4. Deploy a full-control Manufacturing Execution System (MES). This option is an expensive one, as it involves a lot of hardware and controls systems engineering as a prerequisite. While it may produce data and reports, an MES can be complex and aimed at very technical individuals (i.e., systems engineers). Very rarely does it help you gain any insight into your operations. In other words, it fails at turning data into actionable intelligence for those that need to consume the information. As well, it limits your ability to drive efficiency improvements on the shop floor.
5. Deploy an out-of-the-box MES solution specific to your industry. While manufacturers across different verticals face similar business challenges, tackling unique issues within a specific industry calls for a solution configured with domain knowledge of that industry. Food manufacturing companies, for example, require an MES solution that addresses the specific needs of food processing and packaging “out-of-the-box.”

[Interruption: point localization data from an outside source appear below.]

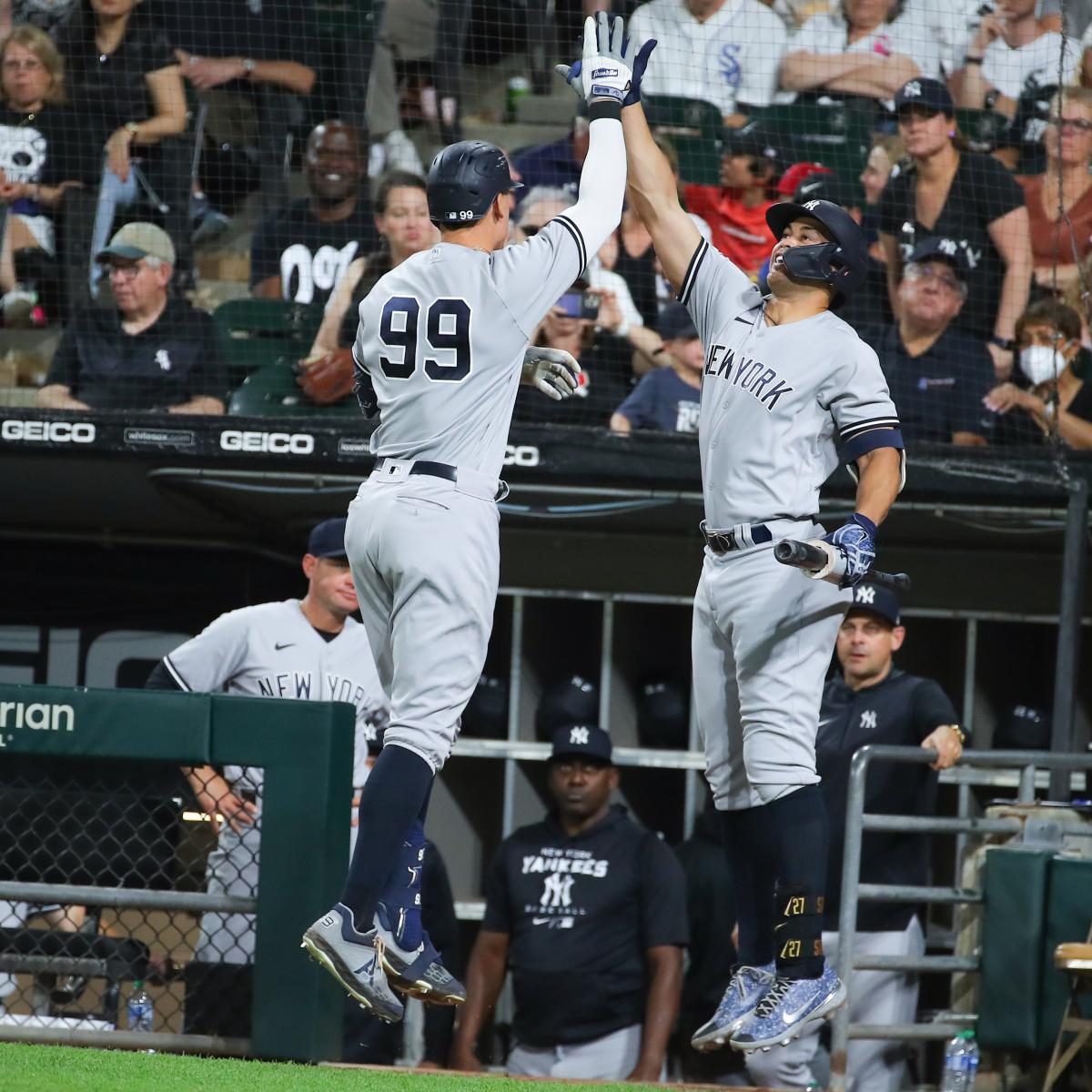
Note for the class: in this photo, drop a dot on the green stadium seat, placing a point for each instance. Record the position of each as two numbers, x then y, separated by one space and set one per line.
693 129
272 391
254 333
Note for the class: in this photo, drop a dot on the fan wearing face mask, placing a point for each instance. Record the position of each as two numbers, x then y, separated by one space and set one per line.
1051 391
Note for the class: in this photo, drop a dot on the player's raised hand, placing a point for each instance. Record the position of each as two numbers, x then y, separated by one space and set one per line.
551 370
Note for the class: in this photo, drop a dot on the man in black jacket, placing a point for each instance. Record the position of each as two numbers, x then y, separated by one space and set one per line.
873 703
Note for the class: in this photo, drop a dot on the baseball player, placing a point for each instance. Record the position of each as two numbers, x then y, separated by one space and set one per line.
298 649
442 341
789 391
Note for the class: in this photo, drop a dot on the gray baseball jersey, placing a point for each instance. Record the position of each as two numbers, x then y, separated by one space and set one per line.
451 312
272 651
781 407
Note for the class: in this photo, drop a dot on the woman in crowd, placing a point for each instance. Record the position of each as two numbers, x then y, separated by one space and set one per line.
34 174
1057 252
971 200
402 221
124 76
1047 396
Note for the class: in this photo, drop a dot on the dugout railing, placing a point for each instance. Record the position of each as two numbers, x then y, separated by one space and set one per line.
304 751
975 768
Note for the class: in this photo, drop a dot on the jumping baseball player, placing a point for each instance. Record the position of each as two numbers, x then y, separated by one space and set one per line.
298 649
789 391
443 342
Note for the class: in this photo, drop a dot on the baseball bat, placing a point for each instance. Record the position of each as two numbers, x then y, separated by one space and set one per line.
806 556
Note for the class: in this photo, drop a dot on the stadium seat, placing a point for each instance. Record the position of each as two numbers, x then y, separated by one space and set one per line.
693 129
255 333
272 391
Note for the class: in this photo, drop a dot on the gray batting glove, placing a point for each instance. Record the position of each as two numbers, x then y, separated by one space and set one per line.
605 70
551 370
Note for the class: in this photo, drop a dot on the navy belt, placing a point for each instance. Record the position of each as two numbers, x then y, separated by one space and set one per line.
738 538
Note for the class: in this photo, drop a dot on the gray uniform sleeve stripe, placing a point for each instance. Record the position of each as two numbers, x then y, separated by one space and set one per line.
692 272
174 674
578 238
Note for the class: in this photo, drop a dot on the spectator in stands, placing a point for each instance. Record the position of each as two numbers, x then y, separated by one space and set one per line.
735 210
557 164
1048 397
124 80
937 375
865 49
669 398
258 55
1011 54
327 375
1057 252
598 988
304 251
871 702
965 197
35 130
151 352
722 53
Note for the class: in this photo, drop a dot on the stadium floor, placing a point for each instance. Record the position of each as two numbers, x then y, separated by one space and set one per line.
28 1068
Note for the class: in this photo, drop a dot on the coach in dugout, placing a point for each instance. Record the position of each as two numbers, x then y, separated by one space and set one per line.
871 702
588 911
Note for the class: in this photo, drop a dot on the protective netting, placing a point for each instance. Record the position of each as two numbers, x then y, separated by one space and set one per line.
146 839
279 145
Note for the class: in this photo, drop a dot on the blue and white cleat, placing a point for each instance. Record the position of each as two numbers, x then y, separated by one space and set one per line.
355 960
415 971
789 1007
745 991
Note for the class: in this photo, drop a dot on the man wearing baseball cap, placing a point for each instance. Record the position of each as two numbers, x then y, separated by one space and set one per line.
871 702
669 398
587 910
147 352
938 376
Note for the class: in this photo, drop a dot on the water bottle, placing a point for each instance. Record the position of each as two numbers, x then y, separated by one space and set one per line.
141 1010
961 1064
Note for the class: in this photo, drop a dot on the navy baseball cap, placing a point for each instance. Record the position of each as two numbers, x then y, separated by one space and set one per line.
947 250
328 539
582 741
931 94
674 322
876 600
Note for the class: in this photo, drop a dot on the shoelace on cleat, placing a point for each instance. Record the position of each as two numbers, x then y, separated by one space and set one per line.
774 997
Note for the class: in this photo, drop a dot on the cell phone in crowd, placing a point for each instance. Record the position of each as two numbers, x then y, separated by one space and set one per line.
580 304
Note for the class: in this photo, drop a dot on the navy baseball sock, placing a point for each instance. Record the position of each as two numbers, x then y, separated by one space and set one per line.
752 852
392 801
800 827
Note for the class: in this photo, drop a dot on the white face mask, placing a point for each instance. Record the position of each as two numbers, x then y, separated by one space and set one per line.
1041 364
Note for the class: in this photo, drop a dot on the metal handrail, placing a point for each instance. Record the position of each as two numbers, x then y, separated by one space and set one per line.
853 891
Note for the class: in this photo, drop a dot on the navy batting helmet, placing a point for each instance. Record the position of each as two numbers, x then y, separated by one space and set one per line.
841 263
464 179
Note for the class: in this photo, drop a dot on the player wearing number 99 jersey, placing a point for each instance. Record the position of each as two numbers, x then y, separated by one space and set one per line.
442 343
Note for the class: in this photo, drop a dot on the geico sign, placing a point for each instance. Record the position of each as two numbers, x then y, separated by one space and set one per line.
521 456
292 443
48 431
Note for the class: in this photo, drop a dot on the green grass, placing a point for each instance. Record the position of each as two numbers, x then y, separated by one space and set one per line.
25 1068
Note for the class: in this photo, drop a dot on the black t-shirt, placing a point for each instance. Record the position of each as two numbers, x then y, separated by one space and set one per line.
900 711
263 30
308 255
939 392
581 915
108 90
982 191
172 361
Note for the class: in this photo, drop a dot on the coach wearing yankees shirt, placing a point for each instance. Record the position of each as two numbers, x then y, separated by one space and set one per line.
871 702
588 911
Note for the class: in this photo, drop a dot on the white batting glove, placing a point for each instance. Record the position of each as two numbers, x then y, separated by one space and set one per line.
551 370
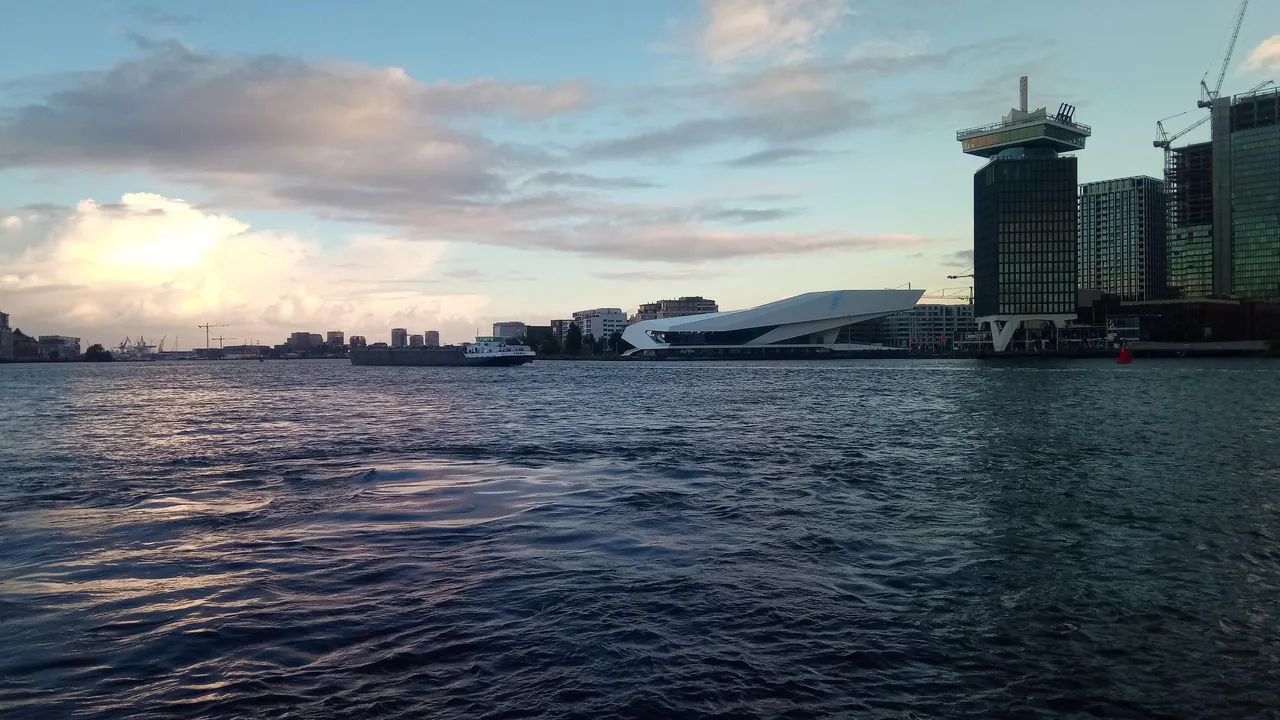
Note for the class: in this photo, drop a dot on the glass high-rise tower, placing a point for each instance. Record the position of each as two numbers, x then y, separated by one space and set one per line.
1024 218
1121 237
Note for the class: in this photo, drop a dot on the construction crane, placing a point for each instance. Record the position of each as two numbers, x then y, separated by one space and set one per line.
950 294
964 274
1166 140
1208 96
206 326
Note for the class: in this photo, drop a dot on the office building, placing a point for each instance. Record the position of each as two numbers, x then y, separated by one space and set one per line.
5 338
508 329
937 327
1121 237
1255 191
679 308
1024 219
560 329
805 326
600 323
59 347
536 335
1189 254
301 342
1224 195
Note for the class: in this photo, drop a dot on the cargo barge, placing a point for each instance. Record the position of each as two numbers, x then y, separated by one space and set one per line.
484 352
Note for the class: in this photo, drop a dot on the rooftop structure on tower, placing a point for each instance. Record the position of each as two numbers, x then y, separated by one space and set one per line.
1027 130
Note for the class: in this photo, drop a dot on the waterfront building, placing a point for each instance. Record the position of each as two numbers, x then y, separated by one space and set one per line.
1025 219
679 308
536 335
508 329
1255 191
5 338
560 329
1121 237
602 322
1189 254
59 347
938 327
302 342
1224 222
805 326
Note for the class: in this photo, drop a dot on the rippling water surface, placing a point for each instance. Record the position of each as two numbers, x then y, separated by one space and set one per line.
846 540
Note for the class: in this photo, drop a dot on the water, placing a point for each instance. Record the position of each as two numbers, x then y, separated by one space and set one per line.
871 540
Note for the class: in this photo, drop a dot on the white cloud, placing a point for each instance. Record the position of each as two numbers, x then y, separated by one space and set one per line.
156 265
746 30
1265 57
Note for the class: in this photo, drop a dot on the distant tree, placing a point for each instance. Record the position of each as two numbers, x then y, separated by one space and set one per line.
97 354
574 340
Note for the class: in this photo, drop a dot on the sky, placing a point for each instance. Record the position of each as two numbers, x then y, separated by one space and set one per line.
332 165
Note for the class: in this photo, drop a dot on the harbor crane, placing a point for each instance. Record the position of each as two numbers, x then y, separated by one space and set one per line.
1208 96
205 327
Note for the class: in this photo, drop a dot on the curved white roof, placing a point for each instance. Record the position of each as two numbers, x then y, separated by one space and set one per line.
794 317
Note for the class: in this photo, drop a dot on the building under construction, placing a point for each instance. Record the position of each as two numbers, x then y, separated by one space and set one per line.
1189 186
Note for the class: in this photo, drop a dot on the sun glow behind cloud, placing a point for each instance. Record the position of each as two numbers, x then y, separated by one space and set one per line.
152 264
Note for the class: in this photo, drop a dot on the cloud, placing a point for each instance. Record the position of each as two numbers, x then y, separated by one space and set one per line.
752 30
772 156
657 274
1265 57
560 178
351 142
958 259
156 265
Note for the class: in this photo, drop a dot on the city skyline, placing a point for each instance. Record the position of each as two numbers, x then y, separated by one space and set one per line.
437 165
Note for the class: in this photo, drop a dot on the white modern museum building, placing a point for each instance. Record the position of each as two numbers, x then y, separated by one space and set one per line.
809 324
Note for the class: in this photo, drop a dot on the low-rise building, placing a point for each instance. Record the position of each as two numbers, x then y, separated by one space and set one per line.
560 329
508 329
679 308
59 347
300 342
928 326
602 322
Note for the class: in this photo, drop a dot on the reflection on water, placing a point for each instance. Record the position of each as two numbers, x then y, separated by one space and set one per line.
640 540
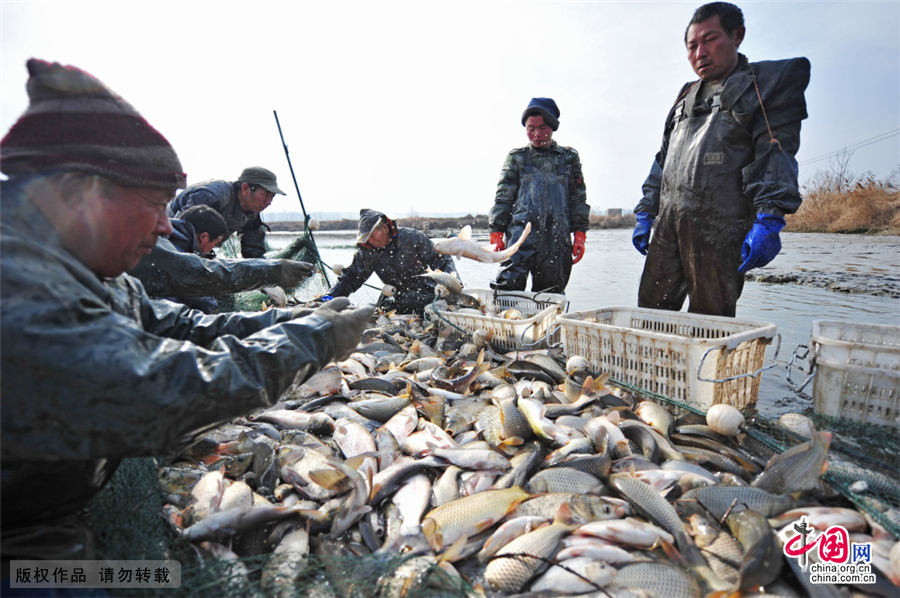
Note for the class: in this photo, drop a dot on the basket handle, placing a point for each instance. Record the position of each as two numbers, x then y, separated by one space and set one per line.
791 366
739 376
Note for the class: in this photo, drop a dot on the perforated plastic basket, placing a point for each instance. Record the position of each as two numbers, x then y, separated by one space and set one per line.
857 371
534 331
699 360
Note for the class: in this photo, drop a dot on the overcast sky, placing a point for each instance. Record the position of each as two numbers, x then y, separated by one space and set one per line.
413 106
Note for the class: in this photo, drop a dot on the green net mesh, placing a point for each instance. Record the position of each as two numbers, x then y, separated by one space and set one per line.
303 249
862 458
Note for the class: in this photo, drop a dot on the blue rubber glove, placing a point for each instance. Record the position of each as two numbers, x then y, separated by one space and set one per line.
762 243
641 235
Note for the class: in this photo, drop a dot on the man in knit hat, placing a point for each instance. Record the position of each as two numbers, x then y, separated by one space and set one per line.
166 273
541 183
400 256
91 369
240 202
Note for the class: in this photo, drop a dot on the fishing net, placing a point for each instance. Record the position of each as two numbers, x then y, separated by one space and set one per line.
302 249
862 457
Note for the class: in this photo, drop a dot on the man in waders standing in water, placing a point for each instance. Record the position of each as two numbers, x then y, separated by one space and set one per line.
726 173
541 183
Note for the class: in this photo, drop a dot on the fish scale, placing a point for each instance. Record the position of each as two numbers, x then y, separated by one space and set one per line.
469 515
719 499
658 578
510 574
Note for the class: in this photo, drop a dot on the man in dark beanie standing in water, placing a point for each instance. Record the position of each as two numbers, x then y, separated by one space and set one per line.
91 369
725 175
541 183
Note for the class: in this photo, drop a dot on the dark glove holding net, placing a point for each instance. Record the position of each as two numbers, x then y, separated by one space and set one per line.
293 273
347 325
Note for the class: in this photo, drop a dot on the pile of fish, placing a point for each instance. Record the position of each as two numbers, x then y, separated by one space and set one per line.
426 464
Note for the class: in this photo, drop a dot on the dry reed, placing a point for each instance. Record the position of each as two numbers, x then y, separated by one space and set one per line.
835 205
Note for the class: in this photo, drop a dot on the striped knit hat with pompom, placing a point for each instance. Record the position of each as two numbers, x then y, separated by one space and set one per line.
75 123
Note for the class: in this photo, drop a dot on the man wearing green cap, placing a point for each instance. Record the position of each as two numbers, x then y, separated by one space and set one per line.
239 202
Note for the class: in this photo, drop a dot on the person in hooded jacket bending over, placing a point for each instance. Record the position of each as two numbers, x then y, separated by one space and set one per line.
397 255
197 232
725 175
541 183
91 369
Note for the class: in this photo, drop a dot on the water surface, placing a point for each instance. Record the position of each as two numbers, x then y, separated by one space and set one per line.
866 269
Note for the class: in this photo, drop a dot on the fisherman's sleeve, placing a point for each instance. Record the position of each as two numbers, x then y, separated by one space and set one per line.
196 197
100 384
253 239
507 191
579 210
353 276
167 273
771 180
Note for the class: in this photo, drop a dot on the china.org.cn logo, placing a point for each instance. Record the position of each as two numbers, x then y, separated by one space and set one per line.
840 560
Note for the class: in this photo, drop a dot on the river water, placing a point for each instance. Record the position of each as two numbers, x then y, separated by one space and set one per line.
851 278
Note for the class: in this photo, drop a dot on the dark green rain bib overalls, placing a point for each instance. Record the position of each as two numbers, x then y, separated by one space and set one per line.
704 215
543 199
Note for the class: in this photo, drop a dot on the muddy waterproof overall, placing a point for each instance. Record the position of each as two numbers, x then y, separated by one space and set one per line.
717 170
547 252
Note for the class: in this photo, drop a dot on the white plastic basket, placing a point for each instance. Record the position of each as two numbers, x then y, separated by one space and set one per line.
697 359
857 375
535 331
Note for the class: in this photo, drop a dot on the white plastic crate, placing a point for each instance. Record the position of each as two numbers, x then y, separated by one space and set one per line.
857 371
535 331
697 359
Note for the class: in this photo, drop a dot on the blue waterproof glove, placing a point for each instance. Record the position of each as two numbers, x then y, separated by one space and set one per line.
762 243
641 235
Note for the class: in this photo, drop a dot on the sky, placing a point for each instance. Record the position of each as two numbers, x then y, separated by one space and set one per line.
412 107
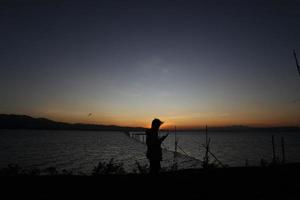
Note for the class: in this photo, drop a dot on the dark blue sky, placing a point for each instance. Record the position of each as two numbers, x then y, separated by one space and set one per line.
188 62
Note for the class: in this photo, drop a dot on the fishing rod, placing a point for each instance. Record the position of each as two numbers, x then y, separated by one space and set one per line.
297 64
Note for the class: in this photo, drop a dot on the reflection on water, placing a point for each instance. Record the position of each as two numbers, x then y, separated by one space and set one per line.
82 150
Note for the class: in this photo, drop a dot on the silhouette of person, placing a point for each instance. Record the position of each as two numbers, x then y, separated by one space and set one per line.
154 151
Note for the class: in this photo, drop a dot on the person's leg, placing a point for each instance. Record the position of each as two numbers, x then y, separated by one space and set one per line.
154 166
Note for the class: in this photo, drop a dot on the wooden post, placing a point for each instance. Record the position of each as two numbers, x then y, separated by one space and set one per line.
283 150
273 147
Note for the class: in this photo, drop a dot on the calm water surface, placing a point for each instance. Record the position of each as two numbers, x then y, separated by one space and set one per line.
82 150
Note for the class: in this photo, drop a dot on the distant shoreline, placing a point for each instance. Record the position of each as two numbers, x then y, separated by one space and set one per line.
19 122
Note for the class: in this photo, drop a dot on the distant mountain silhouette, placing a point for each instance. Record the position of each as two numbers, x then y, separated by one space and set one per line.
13 121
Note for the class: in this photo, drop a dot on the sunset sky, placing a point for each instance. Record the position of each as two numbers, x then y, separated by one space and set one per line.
188 63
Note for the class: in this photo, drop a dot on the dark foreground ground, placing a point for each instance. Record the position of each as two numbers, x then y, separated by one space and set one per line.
278 182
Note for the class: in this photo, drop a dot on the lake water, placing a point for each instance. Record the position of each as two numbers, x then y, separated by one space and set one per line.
82 150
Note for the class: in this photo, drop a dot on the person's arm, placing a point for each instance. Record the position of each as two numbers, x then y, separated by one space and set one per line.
163 138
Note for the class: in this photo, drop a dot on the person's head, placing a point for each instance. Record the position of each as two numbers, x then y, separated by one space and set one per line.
156 123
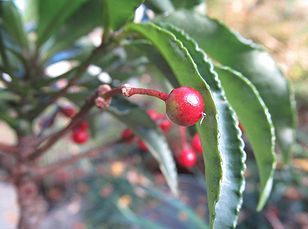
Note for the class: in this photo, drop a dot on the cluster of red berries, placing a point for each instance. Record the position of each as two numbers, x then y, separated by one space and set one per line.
187 157
80 133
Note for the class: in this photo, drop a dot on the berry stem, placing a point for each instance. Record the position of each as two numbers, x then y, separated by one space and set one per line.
129 91
183 137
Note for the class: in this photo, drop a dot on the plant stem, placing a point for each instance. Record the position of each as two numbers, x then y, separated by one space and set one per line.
75 120
130 91
7 149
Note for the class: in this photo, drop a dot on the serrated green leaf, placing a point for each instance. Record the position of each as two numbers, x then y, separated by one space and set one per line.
225 193
52 14
255 117
10 18
253 62
118 13
147 130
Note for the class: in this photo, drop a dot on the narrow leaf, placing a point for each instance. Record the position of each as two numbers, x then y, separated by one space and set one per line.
117 13
225 197
255 117
242 55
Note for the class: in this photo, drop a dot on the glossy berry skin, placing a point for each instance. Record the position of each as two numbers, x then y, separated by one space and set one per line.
80 136
142 146
196 143
184 106
154 115
187 158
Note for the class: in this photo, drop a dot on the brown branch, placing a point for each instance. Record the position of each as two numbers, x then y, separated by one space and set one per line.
43 171
80 70
7 149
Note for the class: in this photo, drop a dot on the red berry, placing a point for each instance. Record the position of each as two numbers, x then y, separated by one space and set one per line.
80 136
127 135
142 146
187 158
154 115
241 127
196 143
165 125
68 111
184 106
84 125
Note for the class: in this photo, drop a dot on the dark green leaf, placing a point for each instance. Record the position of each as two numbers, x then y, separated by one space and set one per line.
146 129
83 21
253 62
255 117
52 14
10 18
225 182
117 13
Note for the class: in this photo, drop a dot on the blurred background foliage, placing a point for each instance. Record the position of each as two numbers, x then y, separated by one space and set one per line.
118 191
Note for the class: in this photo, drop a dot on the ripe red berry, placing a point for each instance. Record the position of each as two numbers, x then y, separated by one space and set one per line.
80 136
165 125
68 111
154 115
142 146
184 106
241 127
84 125
196 143
127 135
187 158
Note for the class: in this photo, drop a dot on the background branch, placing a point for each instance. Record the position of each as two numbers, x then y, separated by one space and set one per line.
56 136
43 171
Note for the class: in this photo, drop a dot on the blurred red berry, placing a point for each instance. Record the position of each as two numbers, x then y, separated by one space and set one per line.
68 111
80 136
142 146
127 135
84 125
196 143
187 158
241 126
165 125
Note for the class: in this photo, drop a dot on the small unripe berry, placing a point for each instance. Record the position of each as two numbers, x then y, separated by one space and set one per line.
80 136
184 106
187 158
127 135
196 143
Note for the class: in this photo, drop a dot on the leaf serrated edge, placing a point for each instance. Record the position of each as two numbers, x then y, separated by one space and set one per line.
233 117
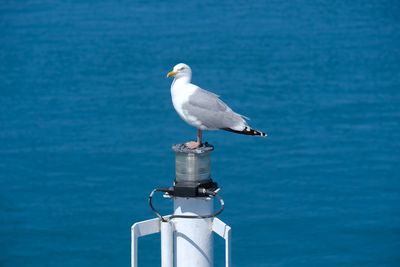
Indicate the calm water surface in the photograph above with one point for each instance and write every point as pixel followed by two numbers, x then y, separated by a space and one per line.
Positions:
pixel 86 126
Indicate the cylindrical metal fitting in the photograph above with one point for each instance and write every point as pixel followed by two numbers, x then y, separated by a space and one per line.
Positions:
pixel 193 165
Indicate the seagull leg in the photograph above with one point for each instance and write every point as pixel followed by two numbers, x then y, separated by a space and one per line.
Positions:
pixel 193 144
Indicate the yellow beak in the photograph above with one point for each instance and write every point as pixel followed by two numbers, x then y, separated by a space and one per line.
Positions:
pixel 171 74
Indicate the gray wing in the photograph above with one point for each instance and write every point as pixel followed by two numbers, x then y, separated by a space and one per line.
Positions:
pixel 212 111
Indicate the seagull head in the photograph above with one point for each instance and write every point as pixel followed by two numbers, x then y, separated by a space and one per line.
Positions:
pixel 180 70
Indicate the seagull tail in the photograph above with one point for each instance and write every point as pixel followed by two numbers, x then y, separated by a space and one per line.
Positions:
pixel 247 131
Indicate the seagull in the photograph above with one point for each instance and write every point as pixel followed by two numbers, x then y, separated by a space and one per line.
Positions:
pixel 202 109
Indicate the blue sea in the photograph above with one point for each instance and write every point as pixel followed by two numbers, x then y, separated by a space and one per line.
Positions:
pixel 87 124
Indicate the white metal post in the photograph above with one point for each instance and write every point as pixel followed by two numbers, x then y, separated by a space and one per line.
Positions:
pixel 193 237
pixel 167 244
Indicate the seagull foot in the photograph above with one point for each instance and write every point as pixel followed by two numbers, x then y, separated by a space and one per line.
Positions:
pixel 192 144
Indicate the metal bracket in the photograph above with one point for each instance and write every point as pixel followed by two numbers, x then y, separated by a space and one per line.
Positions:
pixel 152 226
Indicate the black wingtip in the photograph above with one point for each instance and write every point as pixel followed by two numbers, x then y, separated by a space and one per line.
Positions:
pixel 247 131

Choosing the right solution
The landscape is very complex, and it’s not always easy to know what the optimal choice may be. Many wonder how to improve operational efficiency, yet not embark on a complex and lengthy project that may prove costly. Below are some of the most important items to consider when choosing a solution:
• Cost – Is this something you and your business can afford?
• Timing – How long will it take to implement?
• Return on Investment – When will you start seeing results? Are we talking weeks, months or years?
• Results – Think about the resources you will need. Do you need to hire separately or are there current resources that can do this as a side project?
• Configurability – Is your choice an out-of-box solution that’s designed for your vertical? Can it be configured for your specific business requirements?
While there is certainly a lot to consider, at the end of the day, your chosen solution should provide the maximum return on your investment while positively impacting efficiencies.
Roy Thomas is vice-president of solutions at Aptean.